Before that night was finished, Fareed had made a few more statements about vampiric nature.

"Oh, if only I knew," he said, "whether that thing is truly unconscious, or whether it retains an autonomous life and whether or not it wants something. All life wants something. All life moves towards something...."

"And what are we then?" Gregory had asked.

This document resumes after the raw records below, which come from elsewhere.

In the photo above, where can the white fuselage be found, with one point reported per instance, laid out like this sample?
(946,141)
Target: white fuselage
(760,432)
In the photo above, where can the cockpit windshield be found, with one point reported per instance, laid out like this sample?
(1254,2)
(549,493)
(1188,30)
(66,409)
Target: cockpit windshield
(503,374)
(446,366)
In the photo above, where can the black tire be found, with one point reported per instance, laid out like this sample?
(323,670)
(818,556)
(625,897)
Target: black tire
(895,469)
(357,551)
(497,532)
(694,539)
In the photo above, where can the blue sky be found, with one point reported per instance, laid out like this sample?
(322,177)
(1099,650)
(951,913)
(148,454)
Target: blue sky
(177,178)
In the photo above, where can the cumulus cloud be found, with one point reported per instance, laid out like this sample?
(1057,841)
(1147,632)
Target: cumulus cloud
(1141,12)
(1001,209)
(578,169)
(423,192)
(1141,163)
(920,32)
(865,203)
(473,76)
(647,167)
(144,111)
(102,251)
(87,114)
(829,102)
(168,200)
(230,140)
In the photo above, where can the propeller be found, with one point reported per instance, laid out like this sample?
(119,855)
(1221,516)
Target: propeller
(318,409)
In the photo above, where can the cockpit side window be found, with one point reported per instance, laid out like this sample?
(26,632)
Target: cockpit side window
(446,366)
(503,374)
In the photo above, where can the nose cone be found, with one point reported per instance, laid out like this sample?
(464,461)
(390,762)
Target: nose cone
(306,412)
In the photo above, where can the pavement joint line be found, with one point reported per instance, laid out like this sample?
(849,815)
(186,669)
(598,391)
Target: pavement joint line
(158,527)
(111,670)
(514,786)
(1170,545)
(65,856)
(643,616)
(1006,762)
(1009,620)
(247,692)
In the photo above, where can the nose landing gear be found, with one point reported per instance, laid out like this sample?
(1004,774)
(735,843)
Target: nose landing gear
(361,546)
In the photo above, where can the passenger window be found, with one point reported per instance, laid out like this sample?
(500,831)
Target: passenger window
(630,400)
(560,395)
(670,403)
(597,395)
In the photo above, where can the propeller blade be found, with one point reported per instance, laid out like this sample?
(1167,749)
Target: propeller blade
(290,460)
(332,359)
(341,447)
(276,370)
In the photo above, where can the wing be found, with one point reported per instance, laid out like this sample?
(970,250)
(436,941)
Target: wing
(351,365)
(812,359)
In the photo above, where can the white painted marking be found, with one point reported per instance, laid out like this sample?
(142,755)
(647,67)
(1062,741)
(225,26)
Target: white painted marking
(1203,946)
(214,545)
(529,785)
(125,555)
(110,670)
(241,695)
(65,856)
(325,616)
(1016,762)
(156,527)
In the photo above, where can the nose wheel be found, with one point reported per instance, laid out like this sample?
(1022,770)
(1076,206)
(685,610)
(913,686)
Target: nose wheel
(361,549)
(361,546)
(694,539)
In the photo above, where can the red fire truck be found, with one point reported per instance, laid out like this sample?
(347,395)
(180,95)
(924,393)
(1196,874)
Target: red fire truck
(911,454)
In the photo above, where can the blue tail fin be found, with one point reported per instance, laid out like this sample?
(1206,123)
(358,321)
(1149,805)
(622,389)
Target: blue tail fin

"We are mutants," Fareed answered. "We are a fusion of unrelated species, and the force in us which turns our human blood into vampire blood is making of us something perfect, but what that is, what that will be, what that must be, I do not know."

"He wanted to be physical," said Seth. "That was well known in olden times. Amel wanted to be flesh and blood. And he got what he wanted, and he lost himself in the process."

"Perhaps," said Fareed. "But does anyone really want to be mortal flesh and blood? What all beings want is to be immortal flesh and blood. And this monster has come closer to that perhaps than any spirit who temporarily possesses a child or a nun or a psychic."

"Not if he's lost himself in the process," said Seth.

"You speak as if Akasha possessed him," said Fareed. "But it was his goal to possess her, remember."

This had frightened Gregory and it had taught him something.

For all his protests of wanting to learn about all things, for loving and embracing the ever-evolving world, well, he was frightened of this new knowledge that Fareed was acquiring. Truly frightened of it. For the first time, he knew well why religious humans so feared scientific advances. And he discovered the heart of superstition in himself.

Well, he would suppress this fear; he would annihilate this superstition in himself and work diligently on his old faith.

The next night, they had embraced for the final time right after sunset.

Gregory had been surprised when Seth came forward and took Gregory in his arms. "I am your brother," he whispered, but this he said in the ancient tongue, the ancient tongue no longer spoken anywhere under the moon or the sun. "Forgive me that I've been cold to you. I feared you."